千冬が告げた部分だけで十分に衝撃を受けていた2人は、微妙に歯切れの悪そうな千冬の様子に気付かない。
「その後しばらくデュノアは昏睡状態に陥ったんだが、一夏の身を守る為に私がすぐに一夏を帰国させたせいで2人の関係はそれっきりになってしまってな。一夏が異常に鍛練を行うようになったのもそのせいだろう。どちらにしろ、全ての責任は私にある」
「そうだったのですか・・・」
事情を知る千冬と知らされた2人の表情が次第に沈鬱なものに変化していく中、当事者達の話何時の間にやら終わりにさしかかっていた。
『・・・・・・もうそれ以上気に止まないでくれ。こうして俺はまだ生きてる。生きてる限り、必ず次がある。こうして、また一夏と再会できたように』
『ミシェル・・・・・・』
『・・・・・・それに、俺は後悔していない。大切な(数少ない)友人を守るため命をかけた事に、後悔する点が見当たらない』
『そっか・・・・・・ははっ、俺って友達に恵まれてるなぁ・・・・・・』
一夏はそう言って笑った。笑いながら、泣いていた。土下座の姿勢から身体を起こしただけの体勢のまま涙を流す一夏の元に、ミシェルもまた跪くと肩を回し、そっと背中を叩く。

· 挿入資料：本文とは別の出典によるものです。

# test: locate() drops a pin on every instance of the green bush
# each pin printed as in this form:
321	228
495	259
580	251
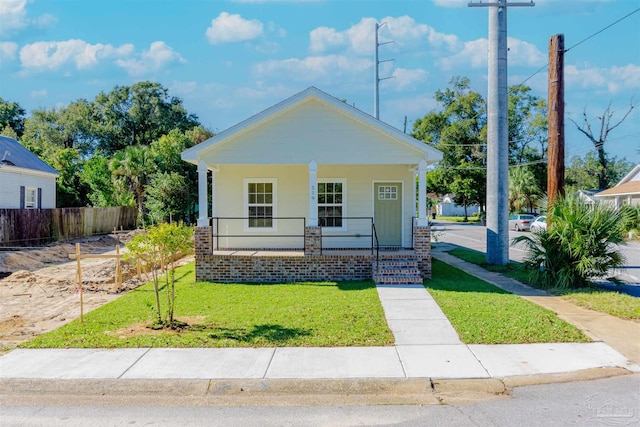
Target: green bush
630	218
578	246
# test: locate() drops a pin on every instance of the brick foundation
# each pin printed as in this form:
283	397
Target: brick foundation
203	241
422	248
313	241
282	268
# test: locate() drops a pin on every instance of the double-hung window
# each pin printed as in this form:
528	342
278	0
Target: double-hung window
331	203
260	197
30	198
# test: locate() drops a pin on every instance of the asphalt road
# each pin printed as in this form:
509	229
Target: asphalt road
473	236
610	401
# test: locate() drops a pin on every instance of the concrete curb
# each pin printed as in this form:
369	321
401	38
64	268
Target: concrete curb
289	392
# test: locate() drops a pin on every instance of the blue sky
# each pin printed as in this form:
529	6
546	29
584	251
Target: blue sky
231	59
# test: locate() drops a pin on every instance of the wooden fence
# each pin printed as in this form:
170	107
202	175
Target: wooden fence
30	227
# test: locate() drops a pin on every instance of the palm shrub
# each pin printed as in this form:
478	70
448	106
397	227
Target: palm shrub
578	246
631	219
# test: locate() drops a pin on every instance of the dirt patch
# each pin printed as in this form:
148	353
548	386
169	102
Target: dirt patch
41	294
138	329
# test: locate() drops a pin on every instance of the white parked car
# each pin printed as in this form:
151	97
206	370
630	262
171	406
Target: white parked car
520	222
540	224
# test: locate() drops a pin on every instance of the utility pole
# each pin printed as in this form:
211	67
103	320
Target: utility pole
376	79
555	149
498	134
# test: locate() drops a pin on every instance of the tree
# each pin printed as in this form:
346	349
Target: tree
134	166
523	189
528	133
584	173
578	246
600	138
458	128
11	116
160	246
459	131
165	199
104	189
138	115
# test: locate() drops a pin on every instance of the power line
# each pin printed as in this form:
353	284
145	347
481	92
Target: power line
580	42
605	28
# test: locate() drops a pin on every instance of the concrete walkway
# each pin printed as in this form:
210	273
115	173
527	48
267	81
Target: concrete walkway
622	335
427	346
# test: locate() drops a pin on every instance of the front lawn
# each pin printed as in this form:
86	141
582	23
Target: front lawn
484	314
605	301
235	315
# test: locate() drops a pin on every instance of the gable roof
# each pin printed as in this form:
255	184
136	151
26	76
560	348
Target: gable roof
628	185
344	110
12	153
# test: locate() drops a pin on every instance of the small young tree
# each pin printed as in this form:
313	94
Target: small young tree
161	245
172	240
143	249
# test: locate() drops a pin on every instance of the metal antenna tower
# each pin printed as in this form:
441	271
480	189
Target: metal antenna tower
376	79
498	134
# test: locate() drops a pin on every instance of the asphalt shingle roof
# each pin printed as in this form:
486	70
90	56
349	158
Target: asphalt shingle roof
20	157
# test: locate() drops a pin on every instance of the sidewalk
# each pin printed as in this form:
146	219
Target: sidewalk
426	346
622	335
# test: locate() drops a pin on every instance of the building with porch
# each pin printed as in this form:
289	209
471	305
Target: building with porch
312	189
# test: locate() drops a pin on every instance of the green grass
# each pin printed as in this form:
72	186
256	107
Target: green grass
514	270
602	300
235	315
484	314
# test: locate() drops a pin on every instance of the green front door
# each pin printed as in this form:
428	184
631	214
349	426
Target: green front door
387	212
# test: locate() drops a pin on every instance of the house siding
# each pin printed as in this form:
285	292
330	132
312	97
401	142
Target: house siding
311	131
292	202
11	181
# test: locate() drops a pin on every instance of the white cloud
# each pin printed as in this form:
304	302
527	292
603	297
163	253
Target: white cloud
474	53
39	93
8	50
614	80
314	68
451	3
153	59
404	79
227	28
14	17
359	38
41	56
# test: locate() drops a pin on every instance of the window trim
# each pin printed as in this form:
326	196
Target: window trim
27	190
274	204
344	205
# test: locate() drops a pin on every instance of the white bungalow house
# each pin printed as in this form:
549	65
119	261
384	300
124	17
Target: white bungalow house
310	189
26	182
626	191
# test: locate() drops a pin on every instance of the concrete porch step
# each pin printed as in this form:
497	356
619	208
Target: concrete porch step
396	271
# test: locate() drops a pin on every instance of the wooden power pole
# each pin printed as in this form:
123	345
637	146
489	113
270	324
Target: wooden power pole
555	150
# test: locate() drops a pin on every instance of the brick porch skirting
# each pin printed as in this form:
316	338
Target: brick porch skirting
279	269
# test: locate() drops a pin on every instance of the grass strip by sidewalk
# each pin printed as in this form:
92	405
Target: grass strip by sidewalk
602	300
485	314
235	315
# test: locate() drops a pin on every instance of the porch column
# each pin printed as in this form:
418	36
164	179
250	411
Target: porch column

最初は友人達の和解の様子を感動の面持ちで眺めていた箒だったが、何気に柄になっているその光景から得体の知れない衝動に襲われた。
とにもかくにも男らしさの権化のような見かけのミシェルに対し、一夏は全体的に千冬とよく似た女顔である。おまけに涙を流すその様子がまたソッチ系の雰囲気を漂わせていて何ともかんとも。
というか顔が近い。顔が近いぞ2人共!
「いかん、いかんぞ・・・・・・!6年ぶりに再会できたと思ったのにまさか男に一夏を取られてしまうなど!」
「ねえ、ヒトの旦那様使って何妄想してるのかな君?」
「生身の人間に銃口を向けるなそもそも許可なく勝手にIS展開するな」
薔薇が舞う妄想に顔を真っ赤にして悶える箒へニッコリ笑ってIS用の突撃砲を構えるシャルロットの頭を遠慮なく叩く千冬。
キーンコーンカーンコーン
「「「あっ」」」
『・・・・・・教室に戻るとするか』
『ああ、これから一緒によろしくな、ミシェル!』
『それはこちらのセリフだ・・・・・・』
「・・・・・・お前らも早く教室に戻るぞ」
「「はい・・・・・・」」
友誼を交わし合う男2人に気付かれないようコソコソと立ち去る彼女達の姿はまるで不審者の様だった。